Жена теперича скажет: «Что-то мой Миколушка делает?»
— Ого-го-го! Она, брат, небось, со свекром в голопузика играет.
— Ну, уж ты…
— Да ни в жисть не стерпит любая баба, чтоб без мужа на стороне не хлебнуть.
— Об чем вы горюете? Кубыть, корчажка с молоком, приедем со службы — и нам
достанется.
На всю сотню весельчак и похабник, бессовестный и нагловатый Егорка Жарков
встревал в разговор, подмигивая и грязно улыбаясь:
— Дело известное: твой батя снохе не спустит. Кобелина добрый. Так же вот было
раз… — Он играл глазами, оглядывая слушателей. — Повадился один такой-то к снохе,
покою не дает, а муж мешается. Он ить что придумал? Ночью вышел на баз и растворил
нарошно ворота, скотина вся и ходит по базу. Он и говорит сыну: «Ты, такой-сакой, чего ж
так дверцы прикрывал? Гля: скотина вся вышла, поди загони!» Он-то думал, дескать, сын
выйдет, а он тем часом к снохе прилабунится, а сын заленился. «Поди, — шепчет жене, —
загони». Энта и пошла. Вот он лежит, слухает, а отец сполз с пригрубка и на коленях к
кровати гребется. Сын-то, не будь дурак, скалку взял с лавки и ждет. Вот это отец подполз к
кровати и только рукой лапнул, а сын его скалом кы-ы-ык потянет через лысину. «Тпрусь,
шумит, проклятый! Повадился дерюжку жевать!..» А у них телок в куренях ночевал и все
подойдет, да и жует одежду. Сын-то навроде как на телка, а сам батяню резанул и лежит,
помалкивает… Старик-то дополз до пригрубка, лежит, шишку обминает, а она взыграла с
гусиное яйцо. Вот лежал, лежал и говорит: «Иван, а Иван?» — «Чего ты, батя?» — «Ты кого
ж это вдарил?» — «Да телка», — говорит. А старик ему со слезьми: «Какой же, грит, из тебя,
к чертовой матери, хозяин будет, ежели ты так скотину бьешь?»
— А здоров ты брехать.
— На цепь тебя, рябого.
— Что за базар? Разойдись! — орал вахмистр, подходя, и казаки расходились к
лошадям, посмеиваясь и перебрасываясь шутками. После чая выходили на строевые занятия.

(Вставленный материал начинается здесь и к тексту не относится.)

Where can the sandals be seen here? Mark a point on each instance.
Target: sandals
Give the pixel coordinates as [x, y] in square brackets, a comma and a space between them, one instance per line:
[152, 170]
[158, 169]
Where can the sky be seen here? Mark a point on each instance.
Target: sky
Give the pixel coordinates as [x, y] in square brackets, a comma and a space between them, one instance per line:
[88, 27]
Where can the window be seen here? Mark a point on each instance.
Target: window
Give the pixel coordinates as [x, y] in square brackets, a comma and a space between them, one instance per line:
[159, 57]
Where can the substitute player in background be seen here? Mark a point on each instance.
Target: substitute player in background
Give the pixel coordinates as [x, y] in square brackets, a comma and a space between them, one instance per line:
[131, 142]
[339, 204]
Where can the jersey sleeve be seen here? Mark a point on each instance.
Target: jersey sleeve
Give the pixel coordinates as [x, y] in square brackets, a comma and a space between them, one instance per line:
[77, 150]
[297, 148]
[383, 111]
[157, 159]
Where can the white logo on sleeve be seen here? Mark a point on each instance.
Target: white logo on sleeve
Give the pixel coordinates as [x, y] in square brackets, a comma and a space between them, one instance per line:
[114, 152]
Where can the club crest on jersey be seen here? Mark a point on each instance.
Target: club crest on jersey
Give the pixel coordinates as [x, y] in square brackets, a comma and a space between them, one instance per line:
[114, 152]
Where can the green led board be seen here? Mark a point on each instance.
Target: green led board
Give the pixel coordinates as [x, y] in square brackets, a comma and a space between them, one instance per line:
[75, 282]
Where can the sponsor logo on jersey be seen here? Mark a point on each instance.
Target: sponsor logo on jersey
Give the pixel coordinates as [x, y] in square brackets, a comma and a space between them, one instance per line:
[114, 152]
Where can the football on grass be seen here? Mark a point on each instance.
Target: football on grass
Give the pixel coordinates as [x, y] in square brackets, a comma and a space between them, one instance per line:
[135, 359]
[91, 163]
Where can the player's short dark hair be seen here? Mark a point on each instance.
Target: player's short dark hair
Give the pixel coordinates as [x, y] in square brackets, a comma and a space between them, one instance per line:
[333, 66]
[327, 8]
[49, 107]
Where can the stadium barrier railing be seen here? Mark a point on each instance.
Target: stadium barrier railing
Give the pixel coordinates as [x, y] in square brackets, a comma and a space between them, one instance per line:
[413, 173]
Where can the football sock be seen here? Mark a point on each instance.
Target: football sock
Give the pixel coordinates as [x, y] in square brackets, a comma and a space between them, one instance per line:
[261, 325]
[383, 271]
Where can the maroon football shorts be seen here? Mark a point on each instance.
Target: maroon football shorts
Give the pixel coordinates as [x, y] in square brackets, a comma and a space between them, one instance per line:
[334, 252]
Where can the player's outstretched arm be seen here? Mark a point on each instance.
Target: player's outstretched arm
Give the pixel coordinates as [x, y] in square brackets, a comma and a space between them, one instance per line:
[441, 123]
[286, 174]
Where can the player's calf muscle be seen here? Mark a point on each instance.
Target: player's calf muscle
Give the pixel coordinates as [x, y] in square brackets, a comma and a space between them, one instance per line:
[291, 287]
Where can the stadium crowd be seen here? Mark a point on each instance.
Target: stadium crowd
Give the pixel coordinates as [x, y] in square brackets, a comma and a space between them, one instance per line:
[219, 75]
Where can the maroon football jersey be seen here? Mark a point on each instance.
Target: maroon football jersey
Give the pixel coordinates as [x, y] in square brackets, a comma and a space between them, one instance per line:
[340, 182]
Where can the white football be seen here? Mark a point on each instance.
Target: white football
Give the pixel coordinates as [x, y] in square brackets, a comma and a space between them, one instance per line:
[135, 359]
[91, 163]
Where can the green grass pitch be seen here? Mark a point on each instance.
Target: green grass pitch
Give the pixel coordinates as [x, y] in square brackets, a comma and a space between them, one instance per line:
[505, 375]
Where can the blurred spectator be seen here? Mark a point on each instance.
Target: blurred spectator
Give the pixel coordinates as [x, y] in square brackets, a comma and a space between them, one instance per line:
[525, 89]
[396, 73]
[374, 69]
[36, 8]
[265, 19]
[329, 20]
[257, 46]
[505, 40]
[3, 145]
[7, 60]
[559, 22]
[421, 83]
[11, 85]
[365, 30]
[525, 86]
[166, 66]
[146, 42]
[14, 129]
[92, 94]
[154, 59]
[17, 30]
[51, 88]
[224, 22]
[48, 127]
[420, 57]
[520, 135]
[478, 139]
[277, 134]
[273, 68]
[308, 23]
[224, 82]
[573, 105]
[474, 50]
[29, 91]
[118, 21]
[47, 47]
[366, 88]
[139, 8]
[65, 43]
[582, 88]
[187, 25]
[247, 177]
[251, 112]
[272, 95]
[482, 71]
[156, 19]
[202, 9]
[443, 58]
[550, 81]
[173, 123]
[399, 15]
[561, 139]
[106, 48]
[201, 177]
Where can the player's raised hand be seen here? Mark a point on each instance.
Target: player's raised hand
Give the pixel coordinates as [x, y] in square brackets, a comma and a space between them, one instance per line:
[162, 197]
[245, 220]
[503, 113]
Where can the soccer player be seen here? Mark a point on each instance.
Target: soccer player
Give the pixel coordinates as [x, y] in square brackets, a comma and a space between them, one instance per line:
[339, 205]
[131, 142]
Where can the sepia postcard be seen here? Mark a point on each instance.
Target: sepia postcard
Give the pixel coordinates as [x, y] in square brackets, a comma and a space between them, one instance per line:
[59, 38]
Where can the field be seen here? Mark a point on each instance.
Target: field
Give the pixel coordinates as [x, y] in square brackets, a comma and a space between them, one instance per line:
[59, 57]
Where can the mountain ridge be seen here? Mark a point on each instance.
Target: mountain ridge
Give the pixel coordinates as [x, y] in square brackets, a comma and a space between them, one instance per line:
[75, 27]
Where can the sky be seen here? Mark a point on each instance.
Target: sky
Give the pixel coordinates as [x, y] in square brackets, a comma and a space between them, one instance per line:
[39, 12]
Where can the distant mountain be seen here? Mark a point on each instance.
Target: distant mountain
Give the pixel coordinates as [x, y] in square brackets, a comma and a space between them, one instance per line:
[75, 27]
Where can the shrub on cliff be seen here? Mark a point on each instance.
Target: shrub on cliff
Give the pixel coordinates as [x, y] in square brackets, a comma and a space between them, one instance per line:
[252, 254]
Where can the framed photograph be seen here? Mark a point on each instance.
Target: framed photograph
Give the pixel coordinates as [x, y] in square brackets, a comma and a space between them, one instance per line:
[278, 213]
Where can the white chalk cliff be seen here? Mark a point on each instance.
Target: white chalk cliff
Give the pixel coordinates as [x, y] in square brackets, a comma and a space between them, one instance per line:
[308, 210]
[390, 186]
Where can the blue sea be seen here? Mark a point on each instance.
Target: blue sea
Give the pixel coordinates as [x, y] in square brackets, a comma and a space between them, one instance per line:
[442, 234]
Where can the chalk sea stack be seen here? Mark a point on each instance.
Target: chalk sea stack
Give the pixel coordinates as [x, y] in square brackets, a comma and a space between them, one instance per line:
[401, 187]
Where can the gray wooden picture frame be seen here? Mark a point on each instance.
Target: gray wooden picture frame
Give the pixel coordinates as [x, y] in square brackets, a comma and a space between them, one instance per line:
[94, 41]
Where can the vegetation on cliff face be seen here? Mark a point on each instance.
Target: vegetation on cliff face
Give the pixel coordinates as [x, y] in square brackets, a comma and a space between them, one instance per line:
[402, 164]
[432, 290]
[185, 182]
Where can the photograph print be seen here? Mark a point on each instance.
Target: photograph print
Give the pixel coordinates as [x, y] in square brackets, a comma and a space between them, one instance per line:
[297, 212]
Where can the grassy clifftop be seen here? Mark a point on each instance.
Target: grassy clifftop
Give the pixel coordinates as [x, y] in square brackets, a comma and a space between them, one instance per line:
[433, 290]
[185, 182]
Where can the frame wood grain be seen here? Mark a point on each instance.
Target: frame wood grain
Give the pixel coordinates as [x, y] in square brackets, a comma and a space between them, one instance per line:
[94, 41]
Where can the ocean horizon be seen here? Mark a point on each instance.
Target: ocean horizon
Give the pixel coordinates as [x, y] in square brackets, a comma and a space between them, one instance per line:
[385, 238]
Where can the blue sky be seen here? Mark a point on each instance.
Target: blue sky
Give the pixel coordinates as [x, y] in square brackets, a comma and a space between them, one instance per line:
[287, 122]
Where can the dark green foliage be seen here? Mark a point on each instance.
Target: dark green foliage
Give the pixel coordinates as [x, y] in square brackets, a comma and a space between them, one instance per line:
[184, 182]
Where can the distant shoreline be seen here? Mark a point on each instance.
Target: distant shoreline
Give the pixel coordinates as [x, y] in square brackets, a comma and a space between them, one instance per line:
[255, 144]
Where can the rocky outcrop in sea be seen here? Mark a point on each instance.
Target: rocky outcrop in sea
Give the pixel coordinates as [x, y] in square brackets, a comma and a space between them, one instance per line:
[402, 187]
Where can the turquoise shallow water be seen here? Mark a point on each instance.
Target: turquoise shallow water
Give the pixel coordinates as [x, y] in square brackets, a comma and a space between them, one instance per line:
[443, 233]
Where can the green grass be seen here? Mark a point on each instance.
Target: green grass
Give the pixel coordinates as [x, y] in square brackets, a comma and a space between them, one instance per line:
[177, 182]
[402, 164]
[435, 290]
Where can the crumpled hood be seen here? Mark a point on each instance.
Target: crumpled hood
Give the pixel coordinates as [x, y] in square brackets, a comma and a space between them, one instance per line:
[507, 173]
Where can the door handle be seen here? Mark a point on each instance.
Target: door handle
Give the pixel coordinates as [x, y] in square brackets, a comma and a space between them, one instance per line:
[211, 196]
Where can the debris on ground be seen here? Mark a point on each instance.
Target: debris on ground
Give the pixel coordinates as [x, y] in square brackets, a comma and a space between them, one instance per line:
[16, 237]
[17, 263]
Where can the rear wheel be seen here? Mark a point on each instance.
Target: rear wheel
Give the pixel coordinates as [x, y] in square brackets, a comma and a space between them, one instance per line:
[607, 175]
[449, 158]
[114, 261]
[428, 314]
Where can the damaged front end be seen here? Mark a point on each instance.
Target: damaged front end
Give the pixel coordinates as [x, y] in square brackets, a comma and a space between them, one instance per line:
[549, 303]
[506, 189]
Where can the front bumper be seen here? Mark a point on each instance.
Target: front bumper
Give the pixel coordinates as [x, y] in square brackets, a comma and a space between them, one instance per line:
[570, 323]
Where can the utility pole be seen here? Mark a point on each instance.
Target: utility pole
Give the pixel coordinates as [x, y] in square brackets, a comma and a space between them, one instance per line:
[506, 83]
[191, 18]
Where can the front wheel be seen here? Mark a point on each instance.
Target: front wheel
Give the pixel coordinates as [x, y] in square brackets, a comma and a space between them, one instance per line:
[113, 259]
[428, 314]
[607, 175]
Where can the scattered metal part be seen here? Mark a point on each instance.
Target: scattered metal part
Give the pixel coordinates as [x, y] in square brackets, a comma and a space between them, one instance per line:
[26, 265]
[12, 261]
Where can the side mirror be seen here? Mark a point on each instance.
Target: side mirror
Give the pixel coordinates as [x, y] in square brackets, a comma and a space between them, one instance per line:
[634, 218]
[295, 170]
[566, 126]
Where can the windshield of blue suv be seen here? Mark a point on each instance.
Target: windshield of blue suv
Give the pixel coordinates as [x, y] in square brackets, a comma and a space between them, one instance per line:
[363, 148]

Урядники выколачивали домашнюю закваску.
— Пузо-то подбери, эй ты, требуха свиная!
— Равнение, на-пра-во, ша-агом…
— Взвод, стой!
— Арш!
— Эй, левофланговый, как стоишь, мать твою?..
Господа офицеры стояли в стороне и, наблюдая, как гоняют по широкому задворью
казаков, курили, иногда вмешиваясь в распоряжения урядников.
Глядя на вылощенных, подтянутых офицеров в нарядных бледно-серых шинелях и
красиво подогнанных мундирах, Григорий чувствовал между собой и ими неперелазную
невидимую стену; там аккуратно пульсировала своя, не по-казачьи нарядная, иная жизнь, без
грязи, без вшей, без страха перед вахмистрами, частенько употреблявшими зубобой.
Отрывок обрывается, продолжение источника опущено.